Bill and Melinda Gates collaborate for global health impact

On 5th May 2015, the Bill & Melinda Gates Foundation held a 3-day Global Partners Forum in Seattle, Washington. The event brought together more than one thousand attendees and grant recipients to reflect on their collaborative efforts aimed at reducing poverty, inequity and suffering around the world….

May 15, 2015 - Last update: February 10, 2023

Global Forum PhotoOn 5th May 2015, the Bill & Melinda Gates Foundation held a 3-day Global Partners Forum in Seattle, Washington. The event brought together more than one thousand attendees and grant recipients to reflect on their collaborative efforts aimed at reducing poverty, inequity and suffering around the world.

The event was also a forum for the launch of a disease monitoring-and-response system across much of Africa and South Asia – the Child Health and Mortality Prevention Surveillance (CHAMPS) network. These sites will help gather better data, faster, about how, where and why children are getting sick and dying. This data will help the global health community get the right interventions to the right children in the right place to save lives.
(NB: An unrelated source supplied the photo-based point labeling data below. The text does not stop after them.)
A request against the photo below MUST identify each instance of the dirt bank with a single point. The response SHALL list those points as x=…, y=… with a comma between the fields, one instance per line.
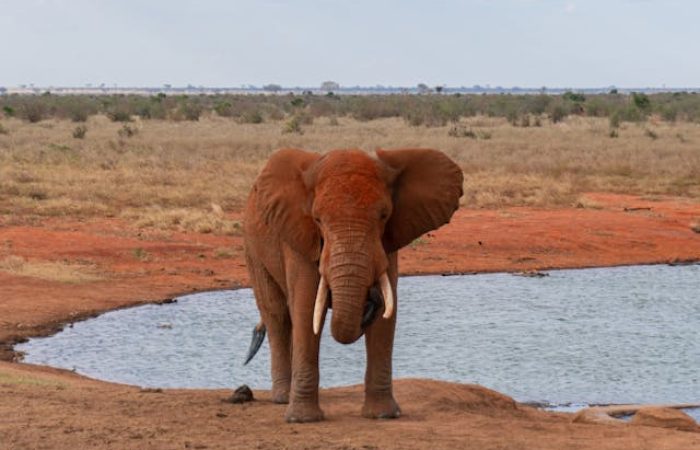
x=46, y=408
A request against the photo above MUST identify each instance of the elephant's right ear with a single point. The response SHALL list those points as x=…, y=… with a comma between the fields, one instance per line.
x=283, y=199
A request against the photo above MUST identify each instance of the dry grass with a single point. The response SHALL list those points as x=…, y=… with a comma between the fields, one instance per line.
x=168, y=174
x=63, y=272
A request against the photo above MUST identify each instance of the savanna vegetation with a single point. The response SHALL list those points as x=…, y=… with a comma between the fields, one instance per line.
x=178, y=162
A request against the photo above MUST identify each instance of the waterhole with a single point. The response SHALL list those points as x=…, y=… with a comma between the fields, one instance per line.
x=574, y=337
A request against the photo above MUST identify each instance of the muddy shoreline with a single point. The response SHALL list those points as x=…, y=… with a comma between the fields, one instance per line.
x=52, y=408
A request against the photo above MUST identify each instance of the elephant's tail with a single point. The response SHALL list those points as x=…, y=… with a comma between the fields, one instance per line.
x=258, y=338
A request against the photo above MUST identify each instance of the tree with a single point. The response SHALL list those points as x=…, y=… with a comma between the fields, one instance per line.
x=329, y=86
x=272, y=87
The network will also be invaluable in providing capacity and training in the event of an epidemic, such as Ebola or SARS. The Gates Foundation plans an initial commitment of up to $75 million on the effort.

Melinda Gates emphasized that adapting approaches to more complex problems that don’t appear to so easily lend themselves to a simple, targeted strategy – like reproductive health. She has especially made this, along with empowering women and girls, a key focus of their philanthropic work noting that childbirth is the second leading cause of death for adolescent or teenage girls.

Their Magic Wands: Tackling the stubbornly massive problem of child undernutrition and empowering women

In the wrap up on the final day, moderator Arun Rath of National Public Radio, asked what they would do right now if they had a magic wand and could solve one global health problem.

Bill said he would reduce child malnutrition. The problem of child undernutrition is stubbornly massive, he said, and won’t be as easy to tackle as some other challenges.

“What I would wish for is empowered women,” Melinda said. With a wand, she would make sure every woman has access to contraceptive methods and the freedom to use them as she sees fit. But more than that, she would magically ensure that women are no longer so abused and discriminated against. “Women’s empowerment plays into all the things we’re talking about.